Por entre la polvareda de conchilla, el conductor se asoma y grita algo en dirección a Charo. Suena como si en lugar de hablar, cantara, y para sorpresa de ella, la respuesta de Charo suena del mismo modo (en todos los intercambios verbales que tuvieron en estas últimas dos horas nunca necesitó pedirle que repitiera una frase, sin embargo, ahora la chica le resulta completamente ininteligible; lo que sí percibe es que parece menos relajada). El conductor y su acompañante bajan casi de un salto, y después caminan hacia una mesa como si tuvieran todo el tiempo del mundo, y la saludan con una inclinación de la cabeza que a ella le parece gentil. Por eso intenta responder con un “buenas” que suene alegre y despreocupado, pero lo único que logra emitir es un monosílabo confuso. Vuelve a la tele y en el reflejo de la pantalla los ve sentarse, y le parece que uno le mira las tetas y le da un codazo al otro. Pero piensa que debe ser idea de ella. O culpa del alcohol. Por eso se concentra en el televisor y con una sonrisa amplia trata de recuperar la complicidad de Charo que después de dejar una cerveza y dos vasos en la mesa de los hombres se está
sentando en la de al lado de ella de nuevo.

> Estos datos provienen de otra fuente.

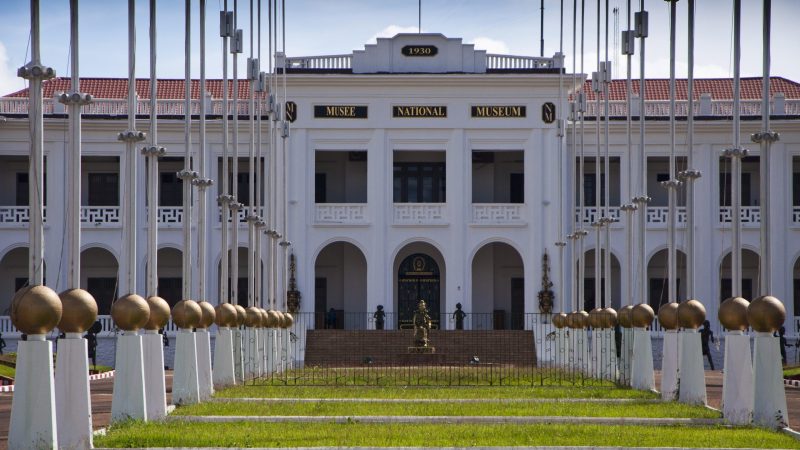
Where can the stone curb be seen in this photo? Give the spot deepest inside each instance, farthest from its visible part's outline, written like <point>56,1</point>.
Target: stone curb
<point>452,419</point>
<point>431,400</point>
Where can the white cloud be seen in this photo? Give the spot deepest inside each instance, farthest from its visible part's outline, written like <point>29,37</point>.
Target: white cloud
<point>9,82</point>
<point>392,30</point>
<point>490,45</point>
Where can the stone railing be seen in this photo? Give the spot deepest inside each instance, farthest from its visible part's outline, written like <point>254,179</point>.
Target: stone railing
<point>420,214</point>
<point>659,215</point>
<point>750,215</point>
<point>497,213</point>
<point>340,213</point>
<point>100,215</point>
<point>592,213</point>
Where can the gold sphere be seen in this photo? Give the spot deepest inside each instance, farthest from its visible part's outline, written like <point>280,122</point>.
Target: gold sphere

Charo se mira las manos y parece concentrarse en sacarse la mugre de los bordes de las uñas.
En la tele empieza una tanda.
Ella siente la mirada de los dos hombres en la nuca.
Cuando sigue la novela Charo alza la cabeza hacia el televisor, pero vuelve a mirarla rápido y de reojo al menos dos veces.
Entonces ella estira un brazo hacia la silla de la que cuelga su short.
Y Charo asiente.
Asiente.
Tan disimulada como enérgica.
Con un par de maniobras torpes ella se calza la prenda sin mostrar ni un milímetro más de su desnudez. Busca en la mochila su remera y se sienta encorvada sobre la mesa, como si así pudiera pasar desapercibida o al menos ser menos percibida. Charo vuelve a asentir, esta vez aliviada, y con un brillo en los ojos en los que ella reconoce una complicidad ancestral.
Los hombres terminan su cerveza. El acompañante busca en sus bolsillos y deja dos billetes bajo la botella vacía mientras el conductor pone en marcha la camioneta. Se despiden de Charo con un gesto seco.
Lo único que queda de ellos es otra polvareda de conchilla.
Ella le pide la cuenta a Charo. Paga, deja una propina bajo una botella, mientras piensa en lo ridículo de no haber redondeado la cuenta directamente, y camina hacia la orilla arrastrando los pies.
A lo lejos, cerca del acantilado que clausura la bahía, distingue la silueta de su marido agachado. Un segundo después también él la ve y la saluda alegremente con la mano.
“Lo importante no es saber cuándo se pudrió, sino darse cuenta cuándo se está empezando a pudrir”, escribe mentalmente. “Ojalá estuvieras acá”, es lo último que piensa antes de responder el gesto de su marido y apurar el paso.